I'm being snitty, but in the well-stocked annals of "basically Alien, but way worse", Life generally comes close to being watchable. Crap name notwithstanding (even the characters seem embarrass to keep calling it "Calvin"), the alien life form is a genuinely interesting creation, more The Blob than carnivorous monster, at least for most of the running time. And the ISS - which through some fancy screenwritin' has grown a bit more cavernous and theatrical than the actual ISS, but let's not fault a movie for being a movie - makes for an excellent horror movie setting, the blandly functional austerity of the government-issued equipment standing in stark contrast to the florid slasher-style body count action.

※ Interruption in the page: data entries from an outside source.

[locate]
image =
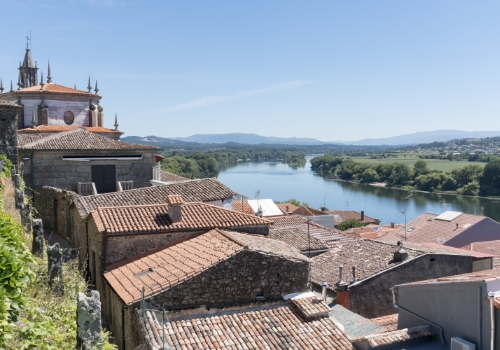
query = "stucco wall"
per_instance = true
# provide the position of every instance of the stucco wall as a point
(373, 298)
(235, 281)
(460, 308)
(51, 170)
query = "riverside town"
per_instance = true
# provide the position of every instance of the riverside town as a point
(225, 239)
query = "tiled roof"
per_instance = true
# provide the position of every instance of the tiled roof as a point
(155, 218)
(298, 238)
(425, 228)
(397, 336)
(243, 207)
(80, 139)
(389, 322)
(7, 104)
(201, 190)
(311, 307)
(369, 257)
(50, 87)
(351, 214)
(23, 139)
(61, 128)
(174, 263)
(169, 177)
(169, 265)
(290, 206)
(326, 235)
(484, 275)
(278, 327)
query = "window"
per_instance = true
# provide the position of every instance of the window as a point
(69, 117)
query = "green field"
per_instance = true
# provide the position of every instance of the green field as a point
(434, 164)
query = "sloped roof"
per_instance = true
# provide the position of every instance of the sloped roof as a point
(276, 327)
(425, 228)
(155, 218)
(81, 139)
(174, 263)
(200, 190)
(55, 88)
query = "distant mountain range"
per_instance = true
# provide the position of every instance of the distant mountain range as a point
(249, 139)
(254, 139)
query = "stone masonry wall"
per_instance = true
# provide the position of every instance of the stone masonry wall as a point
(51, 170)
(124, 247)
(373, 297)
(8, 131)
(235, 281)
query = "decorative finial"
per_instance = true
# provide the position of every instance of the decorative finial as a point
(19, 83)
(49, 77)
(33, 120)
(41, 82)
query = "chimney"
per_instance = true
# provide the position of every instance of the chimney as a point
(400, 255)
(324, 285)
(175, 203)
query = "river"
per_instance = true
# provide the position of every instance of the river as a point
(280, 182)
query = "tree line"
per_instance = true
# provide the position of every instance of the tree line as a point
(470, 180)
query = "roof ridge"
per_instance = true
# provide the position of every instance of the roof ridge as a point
(51, 137)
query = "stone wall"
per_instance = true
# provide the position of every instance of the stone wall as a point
(8, 131)
(373, 298)
(51, 170)
(235, 281)
(52, 206)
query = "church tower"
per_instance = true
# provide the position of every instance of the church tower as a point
(27, 71)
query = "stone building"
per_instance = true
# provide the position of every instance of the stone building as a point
(215, 269)
(54, 107)
(370, 269)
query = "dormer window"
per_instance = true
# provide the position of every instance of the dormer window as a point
(69, 117)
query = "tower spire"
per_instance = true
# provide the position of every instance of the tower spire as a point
(41, 82)
(49, 77)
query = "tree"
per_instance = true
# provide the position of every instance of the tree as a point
(349, 223)
(420, 168)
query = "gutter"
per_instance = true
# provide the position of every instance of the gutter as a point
(441, 331)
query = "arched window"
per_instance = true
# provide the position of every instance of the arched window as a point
(69, 117)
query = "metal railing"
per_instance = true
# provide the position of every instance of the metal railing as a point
(86, 188)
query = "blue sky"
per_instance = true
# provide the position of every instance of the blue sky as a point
(333, 70)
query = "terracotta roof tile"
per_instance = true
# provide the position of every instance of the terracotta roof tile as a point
(169, 177)
(155, 218)
(311, 307)
(389, 322)
(173, 263)
(201, 190)
(81, 139)
(50, 87)
(278, 327)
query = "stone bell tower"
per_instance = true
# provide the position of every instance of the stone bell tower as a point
(28, 72)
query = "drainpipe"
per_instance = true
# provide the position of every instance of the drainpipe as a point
(441, 331)
(324, 285)
(491, 296)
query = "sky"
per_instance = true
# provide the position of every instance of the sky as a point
(331, 70)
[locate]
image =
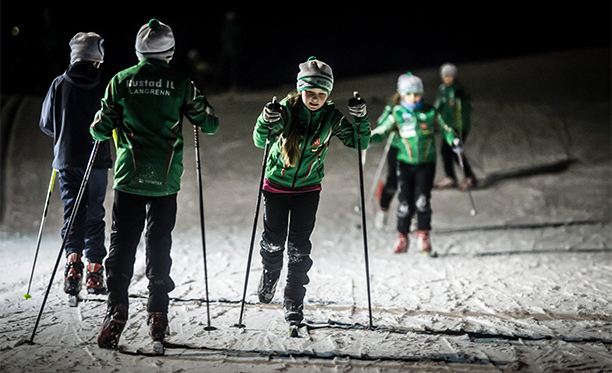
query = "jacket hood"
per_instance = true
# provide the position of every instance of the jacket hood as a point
(83, 75)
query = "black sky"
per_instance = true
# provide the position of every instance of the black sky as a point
(354, 40)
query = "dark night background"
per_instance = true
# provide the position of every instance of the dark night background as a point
(354, 40)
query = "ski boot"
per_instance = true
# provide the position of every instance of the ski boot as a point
(158, 329)
(94, 282)
(401, 246)
(446, 183)
(424, 243)
(73, 275)
(267, 285)
(112, 327)
(293, 315)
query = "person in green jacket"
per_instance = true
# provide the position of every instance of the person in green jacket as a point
(453, 103)
(387, 189)
(143, 107)
(299, 130)
(415, 123)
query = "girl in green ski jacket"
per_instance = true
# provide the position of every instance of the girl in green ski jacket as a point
(415, 124)
(299, 130)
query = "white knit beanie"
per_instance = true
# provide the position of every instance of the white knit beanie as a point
(155, 40)
(315, 74)
(448, 69)
(86, 46)
(408, 83)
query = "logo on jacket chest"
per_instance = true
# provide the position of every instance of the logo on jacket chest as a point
(150, 87)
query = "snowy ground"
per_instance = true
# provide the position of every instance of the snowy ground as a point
(523, 285)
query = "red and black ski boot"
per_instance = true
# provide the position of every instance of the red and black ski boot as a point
(73, 276)
(94, 282)
(267, 285)
(112, 327)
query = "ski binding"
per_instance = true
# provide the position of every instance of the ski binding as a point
(73, 300)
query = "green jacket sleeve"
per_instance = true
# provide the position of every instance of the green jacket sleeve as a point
(344, 129)
(199, 112)
(106, 118)
(386, 124)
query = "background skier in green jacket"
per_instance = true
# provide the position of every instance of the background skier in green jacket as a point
(300, 128)
(415, 123)
(453, 103)
(145, 105)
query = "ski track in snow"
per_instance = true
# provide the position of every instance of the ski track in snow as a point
(527, 298)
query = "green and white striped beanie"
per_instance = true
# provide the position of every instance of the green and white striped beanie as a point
(315, 74)
(408, 83)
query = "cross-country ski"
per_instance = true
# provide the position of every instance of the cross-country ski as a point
(491, 252)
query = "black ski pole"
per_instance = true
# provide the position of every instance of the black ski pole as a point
(469, 188)
(42, 224)
(363, 214)
(196, 138)
(257, 206)
(77, 203)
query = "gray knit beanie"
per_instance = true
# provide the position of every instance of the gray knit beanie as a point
(408, 83)
(315, 74)
(448, 69)
(86, 46)
(155, 40)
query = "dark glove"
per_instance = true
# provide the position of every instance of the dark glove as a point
(357, 106)
(272, 111)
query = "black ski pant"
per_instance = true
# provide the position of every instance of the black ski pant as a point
(289, 218)
(391, 182)
(130, 212)
(450, 158)
(87, 233)
(415, 182)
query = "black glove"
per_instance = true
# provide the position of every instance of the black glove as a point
(357, 106)
(272, 111)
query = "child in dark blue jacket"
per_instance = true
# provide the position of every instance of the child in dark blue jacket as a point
(67, 111)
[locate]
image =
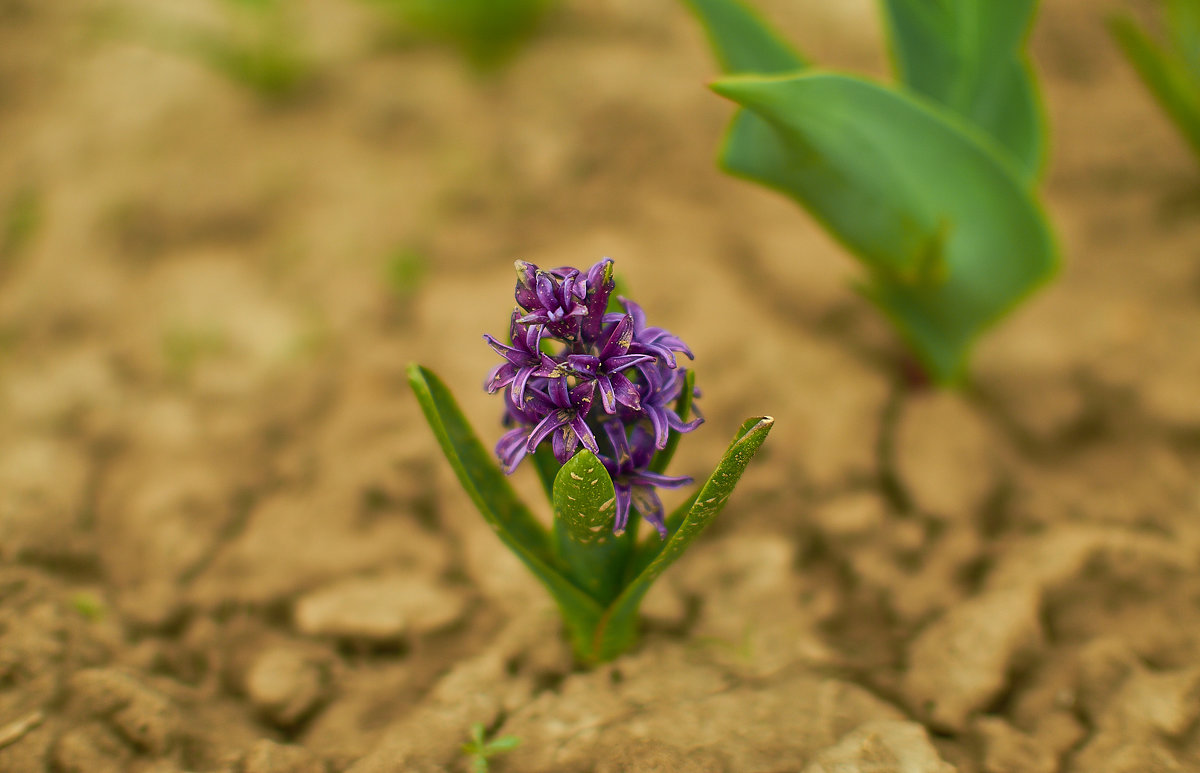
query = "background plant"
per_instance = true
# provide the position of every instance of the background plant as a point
(257, 46)
(1169, 69)
(929, 183)
(486, 33)
(576, 376)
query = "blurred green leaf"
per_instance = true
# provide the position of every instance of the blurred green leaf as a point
(742, 41)
(618, 627)
(970, 57)
(1183, 27)
(949, 232)
(1165, 72)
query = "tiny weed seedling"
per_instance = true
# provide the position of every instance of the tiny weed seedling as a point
(21, 223)
(929, 183)
(486, 33)
(256, 47)
(598, 400)
(1171, 69)
(405, 271)
(479, 749)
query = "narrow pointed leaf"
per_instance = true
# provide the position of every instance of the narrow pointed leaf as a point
(617, 628)
(742, 41)
(970, 57)
(951, 233)
(490, 490)
(1165, 75)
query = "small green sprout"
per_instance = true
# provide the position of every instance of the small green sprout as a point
(256, 47)
(184, 347)
(89, 606)
(1171, 69)
(486, 33)
(479, 748)
(21, 222)
(405, 273)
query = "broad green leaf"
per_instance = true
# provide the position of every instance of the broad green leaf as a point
(585, 508)
(970, 57)
(742, 41)
(618, 627)
(951, 233)
(490, 490)
(683, 407)
(546, 466)
(1165, 75)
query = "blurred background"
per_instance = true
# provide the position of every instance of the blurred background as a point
(227, 226)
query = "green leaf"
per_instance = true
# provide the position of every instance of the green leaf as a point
(683, 407)
(970, 57)
(1183, 27)
(496, 501)
(1165, 75)
(618, 627)
(742, 41)
(585, 507)
(951, 233)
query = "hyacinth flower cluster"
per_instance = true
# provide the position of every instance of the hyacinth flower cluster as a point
(597, 399)
(611, 382)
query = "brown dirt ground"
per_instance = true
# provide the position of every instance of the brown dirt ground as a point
(228, 543)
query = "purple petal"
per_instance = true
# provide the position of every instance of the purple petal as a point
(658, 418)
(527, 276)
(519, 384)
(553, 420)
(647, 478)
(627, 394)
(607, 396)
(501, 377)
(585, 364)
(545, 289)
(511, 448)
(619, 336)
(559, 393)
(564, 444)
(616, 432)
(583, 432)
(615, 364)
(622, 521)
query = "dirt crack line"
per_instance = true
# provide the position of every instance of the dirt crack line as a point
(12, 732)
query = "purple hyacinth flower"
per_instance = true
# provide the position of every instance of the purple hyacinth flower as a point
(552, 299)
(567, 420)
(599, 285)
(653, 341)
(605, 367)
(631, 478)
(526, 414)
(663, 389)
(525, 359)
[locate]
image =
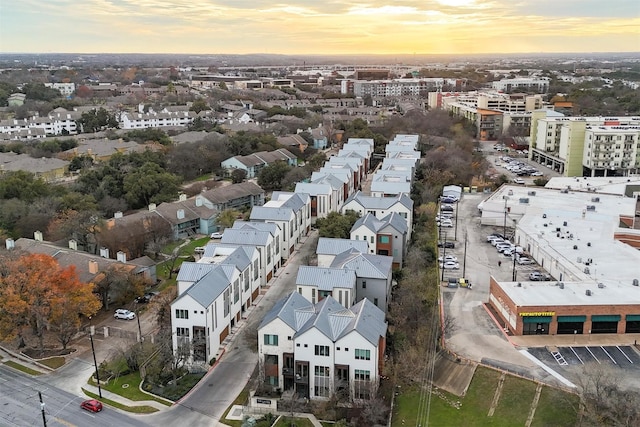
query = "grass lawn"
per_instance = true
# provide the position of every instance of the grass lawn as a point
(127, 386)
(556, 408)
(143, 409)
(22, 368)
(471, 410)
(53, 362)
(290, 422)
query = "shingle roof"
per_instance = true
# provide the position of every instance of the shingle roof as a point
(325, 278)
(231, 192)
(329, 246)
(365, 265)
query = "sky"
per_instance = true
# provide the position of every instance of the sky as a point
(319, 26)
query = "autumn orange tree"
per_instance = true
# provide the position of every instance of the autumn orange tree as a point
(37, 293)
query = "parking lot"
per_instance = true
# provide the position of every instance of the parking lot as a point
(625, 357)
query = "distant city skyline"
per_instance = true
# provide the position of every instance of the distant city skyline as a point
(329, 27)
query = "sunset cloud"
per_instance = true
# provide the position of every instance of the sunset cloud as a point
(311, 27)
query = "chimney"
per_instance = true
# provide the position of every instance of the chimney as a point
(104, 252)
(93, 267)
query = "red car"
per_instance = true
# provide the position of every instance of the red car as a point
(91, 405)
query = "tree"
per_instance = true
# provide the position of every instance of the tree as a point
(36, 291)
(270, 177)
(238, 175)
(337, 225)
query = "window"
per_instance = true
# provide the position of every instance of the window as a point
(322, 350)
(361, 375)
(363, 354)
(270, 339)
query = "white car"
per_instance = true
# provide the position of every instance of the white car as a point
(450, 265)
(448, 258)
(121, 313)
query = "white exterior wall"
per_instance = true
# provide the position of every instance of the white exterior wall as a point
(364, 233)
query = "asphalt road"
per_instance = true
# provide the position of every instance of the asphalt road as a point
(208, 401)
(20, 405)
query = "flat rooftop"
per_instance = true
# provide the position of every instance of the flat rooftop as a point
(574, 293)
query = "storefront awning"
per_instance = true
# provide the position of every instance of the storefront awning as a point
(537, 319)
(571, 319)
(605, 318)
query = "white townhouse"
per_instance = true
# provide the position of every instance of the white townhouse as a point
(319, 350)
(271, 227)
(323, 198)
(373, 275)
(382, 206)
(263, 242)
(328, 248)
(316, 283)
(154, 119)
(246, 259)
(386, 236)
(205, 313)
(291, 212)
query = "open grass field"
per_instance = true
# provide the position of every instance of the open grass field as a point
(555, 408)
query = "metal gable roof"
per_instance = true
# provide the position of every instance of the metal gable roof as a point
(329, 246)
(325, 278)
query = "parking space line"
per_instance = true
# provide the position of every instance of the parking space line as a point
(579, 358)
(624, 354)
(593, 355)
(607, 353)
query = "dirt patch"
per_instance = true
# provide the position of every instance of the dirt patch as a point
(453, 375)
(35, 353)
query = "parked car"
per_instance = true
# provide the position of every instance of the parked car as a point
(448, 258)
(450, 265)
(92, 405)
(123, 314)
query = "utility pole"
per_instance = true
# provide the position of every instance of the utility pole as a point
(464, 259)
(95, 362)
(44, 417)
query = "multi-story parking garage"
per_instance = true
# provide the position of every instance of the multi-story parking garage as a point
(581, 239)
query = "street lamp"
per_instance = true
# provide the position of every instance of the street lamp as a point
(95, 362)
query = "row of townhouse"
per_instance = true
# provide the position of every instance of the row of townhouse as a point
(350, 285)
(586, 146)
(57, 122)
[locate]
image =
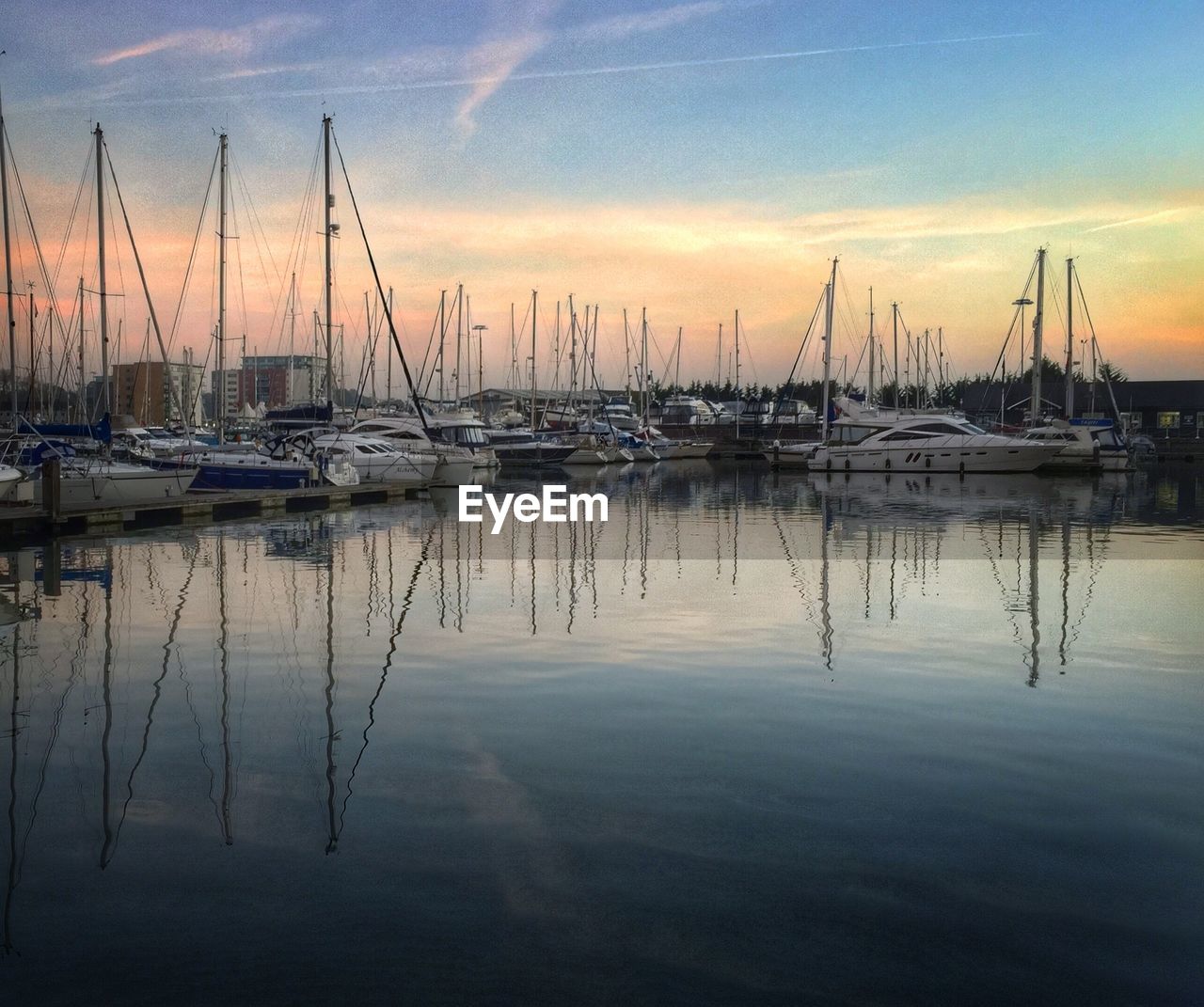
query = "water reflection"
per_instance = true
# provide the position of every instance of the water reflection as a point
(140, 672)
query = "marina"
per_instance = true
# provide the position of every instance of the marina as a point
(631, 503)
(218, 735)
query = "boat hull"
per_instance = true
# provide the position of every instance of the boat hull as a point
(951, 459)
(108, 485)
(242, 472)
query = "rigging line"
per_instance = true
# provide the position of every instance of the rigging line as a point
(392, 331)
(253, 223)
(71, 218)
(406, 602)
(192, 255)
(154, 701)
(146, 291)
(300, 242)
(33, 231)
(242, 287)
(802, 347)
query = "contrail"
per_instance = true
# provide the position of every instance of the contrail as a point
(590, 71)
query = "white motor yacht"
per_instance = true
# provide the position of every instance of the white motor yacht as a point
(378, 460)
(1086, 446)
(454, 462)
(925, 443)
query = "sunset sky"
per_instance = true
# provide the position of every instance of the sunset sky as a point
(693, 158)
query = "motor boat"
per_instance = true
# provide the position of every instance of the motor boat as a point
(287, 462)
(792, 455)
(378, 460)
(524, 448)
(1087, 446)
(452, 462)
(924, 443)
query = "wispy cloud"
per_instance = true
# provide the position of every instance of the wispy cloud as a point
(620, 26)
(491, 61)
(240, 41)
(497, 60)
(265, 71)
(1149, 218)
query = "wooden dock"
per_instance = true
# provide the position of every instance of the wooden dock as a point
(26, 525)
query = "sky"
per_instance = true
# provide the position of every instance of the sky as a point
(689, 159)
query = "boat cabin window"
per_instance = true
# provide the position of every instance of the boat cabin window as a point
(851, 433)
(910, 434)
(469, 435)
(945, 426)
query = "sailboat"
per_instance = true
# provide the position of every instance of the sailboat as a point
(1086, 444)
(86, 480)
(287, 462)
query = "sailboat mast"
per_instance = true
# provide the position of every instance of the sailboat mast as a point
(895, 325)
(100, 262)
(459, 336)
(534, 302)
(8, 267)
(219, 399)
(828, 349)
(330, 275)
(1035, 405)
(643, 361)
(739, 404)
(443, 328)
(869, 384)
(626, 350)
(293, 325)
(83, 373)
(1069, 338)
(677, 373)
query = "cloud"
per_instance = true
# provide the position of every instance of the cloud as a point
(620, 26)
(491, 64)
(207, 41)
(1149, 218)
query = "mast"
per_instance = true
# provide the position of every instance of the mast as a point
(869, 384)
(828, 349)
(293, 325)
(572, 347)
(29, 402)
(459, 336)
(677, 373)
(219, 403)
(534, 302)
(1035, 405)
(443, 330)
(643, 360)
(330, 275)
(83, 373)
(739, 402)
(626, 350)
(1069, 338)
(895, 323)
(100, 261)
(941, 356)
(388, 367)
(8, 268)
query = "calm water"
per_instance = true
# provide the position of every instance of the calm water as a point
(757, 739)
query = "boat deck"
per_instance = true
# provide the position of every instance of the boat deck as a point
(25, 524)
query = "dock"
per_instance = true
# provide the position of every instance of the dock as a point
(30, 525)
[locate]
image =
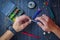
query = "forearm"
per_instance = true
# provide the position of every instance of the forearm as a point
(7, 35)
(56, 31)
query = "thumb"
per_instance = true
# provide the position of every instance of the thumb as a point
(27, 23)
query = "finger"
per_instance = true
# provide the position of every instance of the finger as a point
(26, 23)
(41, 19)
(24, 17)
(45, 17)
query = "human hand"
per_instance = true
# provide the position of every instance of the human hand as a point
(21, 22)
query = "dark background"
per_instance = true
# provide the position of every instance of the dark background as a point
(33, 29)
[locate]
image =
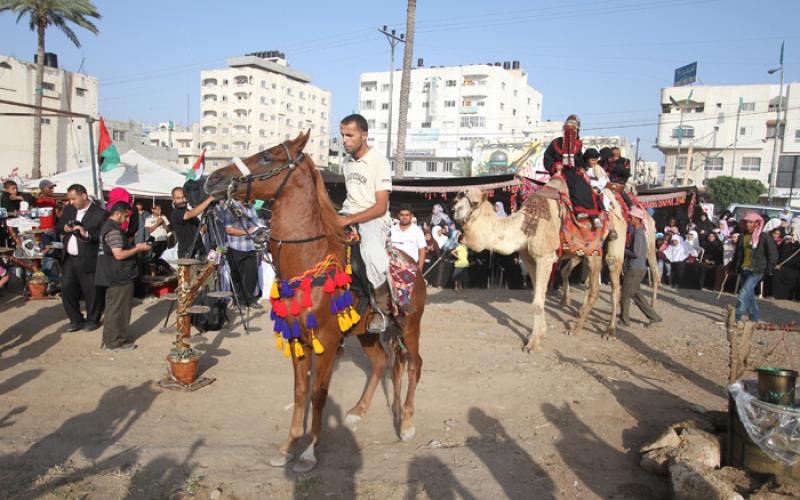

Where it all falls apart is, I guess, in being the least bit entertaining, or the least bit intelligent. The big problem is that the filmmakers apparently decided that they'd differentiate themselves from the usual outer space terror picture by having more finely-drawn, well-developed characters. Proper grown-ups with grown-up concerns, which would remain in the forefront of their minds even as Calvin ran amuck. The problem is that Life splits the difference in the worst possible way. The character drama is given too much emphasis for the film to function as an actual slasher horror picture; there's a lot of sullenness and pensiveness getting in the way of the bumps and bangs of a good ol' haunted spaceship picture. And this would be fine and all, except that the characters are thin ciphers, not nearly interesting enough to support the re-conception of the film as a character drama instead of a horror thriller. Only Derry, on paper, has enough of a distinct personality to feel like we understand what makes him tick; only Ferguson, of the cast, is digging in deep enough to feel like she's actually playing a character and not just enacting a bunch of predigested character traits (though Bakare is a not-too-distant second place). The rest of the characters - Murakami particularly, and Sanada's hapless performance, trapped by the film's most indistinct smudge of a role - are all so much cannon fodder.

I'm being a bit harsh, no doubt. It's witless and shallow, but as genre pictures go, Life isn't so bad; mostly it's just plain and direct, just like its yawning, functional title. Director Daniel Espinosa and editors Mary Jo Markey (a J.J. Abrams lifer) and Frances Parker keep the pace clicking along at a steadily escalating speed; Seamus McGarvey shoots everything with an appropriately gloomy cast that he manages to make feel authentic to the location, and not just the caprice of a horror movie cinematographer. And if nobody but Ferguson is actually good, at least nobody is actually bad, though Gyllenhaal is being unacceptably lazy in playing what comes closest to the film's leading role.

It's... there. It's a perfectly functional movie with not the smallest trace of its own personality, unless "apocalyptically stupid" is a personality trait. Still and all, it's harmless, and far be it from me to shoo anybody away from a space monster movie. There are hardly any of them made with this kind of budget and these kinds of special effects, and even if the film is almost entirely an exercise in irrelevance, at least it's not boring on top of it.